I had not used Internet pornography since installing a software monitoring program on my computer. But when you're depressed and despondent, when you are desperately craving the buzz of stimulation of the old wiring, you stop thinking clearly and resort to default behaviors. I knew of a park where men sometimes gathered in the afternoon, and one of the things they did was swap porn. I went there, met a fellow and got a magazine. For some time I'd been taking antidepressants, and one of the side effects was that it made sexual arousal nearly impossible. But porn could at least spark a buzz. Addiction is a disease of the brain, and I was just looking for a buzz in my head. I left my car and walked down a desolate pathway.
I sat on a log, the warm spring sunshine bathing me and the wind coming up as a storm was approaching from the distance. Normally I love being outside in moments like this, but not this day. I was beyond hope.
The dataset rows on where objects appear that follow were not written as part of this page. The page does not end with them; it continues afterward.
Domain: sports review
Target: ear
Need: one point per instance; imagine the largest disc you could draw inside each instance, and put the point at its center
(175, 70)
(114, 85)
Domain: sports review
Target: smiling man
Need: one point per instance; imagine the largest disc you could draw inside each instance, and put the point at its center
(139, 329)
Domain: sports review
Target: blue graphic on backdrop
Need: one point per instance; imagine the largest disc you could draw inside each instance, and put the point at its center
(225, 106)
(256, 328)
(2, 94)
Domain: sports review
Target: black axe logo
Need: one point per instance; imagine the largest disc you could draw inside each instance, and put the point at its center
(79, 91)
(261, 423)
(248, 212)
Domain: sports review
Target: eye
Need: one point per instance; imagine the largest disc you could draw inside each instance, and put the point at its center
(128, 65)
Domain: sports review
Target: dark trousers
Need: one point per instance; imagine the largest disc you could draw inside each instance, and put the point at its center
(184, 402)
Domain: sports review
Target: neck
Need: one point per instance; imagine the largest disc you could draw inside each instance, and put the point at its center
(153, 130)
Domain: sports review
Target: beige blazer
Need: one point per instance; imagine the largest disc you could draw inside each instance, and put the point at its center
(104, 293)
"God in heaven," I remember praying, "I cannot believe after everything I've done and all the grace you've shown me, I'm here in this place, just cycling and cycling and cycling. I can't stand this life anymore. I don't care what you want from me—anything, anything. I don't care what you do with me, but you have to do something. Please." No answer.
Engulfed in my self-loathing and shame, I made my way back to my car.
A police cruiser pulled up and after being questioned about what I was doing in the park, I was arrested and charged ...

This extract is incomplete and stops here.